We speculated that BZW1 might interact with hypoxia and Myc pathways and affect glycolysis through them, since these two pathways were upregulated in the BZW1 high patients (Figure 3A) and vital adjustment of Warburg effect. Thereby, we investigated the effect of BZW1 on HIF1α and c-Myc, core molecules of these two pathways, in PDAC cell lines9, 34, 35. As shown in Figure 4A, knockdown of BZW1 remarkably decreased, whereas BZW1 overexpression significantly increased HIF1α and c-Myc protein level.
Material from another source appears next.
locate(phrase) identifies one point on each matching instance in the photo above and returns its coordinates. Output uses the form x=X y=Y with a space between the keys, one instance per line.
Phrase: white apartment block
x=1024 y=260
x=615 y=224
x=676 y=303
We also re-expressed BZW1 in BZW1 knockdown cells. The expression levels of HIF1α and c-Myc were also restored, indicating specificity of this effect (Supplementary Figure 7A). Knockdown of BZW1 also significantly reduced HIF1α and c-Myc expression in mouse transplanted tumor tissues (Figure 4B and Supplementary Figure 7B). BZW1 was also co-localized with HIF1α and c-Myc in consecutive sections of PDAC tissues (Figure 4C), implicating their positive correlation in PDAC patients. Overexpression of HIF1α or c-Myc remarkably recovered glycolysis, cell survival and proliferation of BZW1 knockdown cells (Supplementary Figure 8AF), indicating that BZW1 promoted the glycolysis and metabolic stress resistance through HIF1α and c-Myc.

Figure 4. BZW1 promotes IRES-dependent translation of HIF1α and c-Myc in low oxygen-glucose condition.

Figure 4.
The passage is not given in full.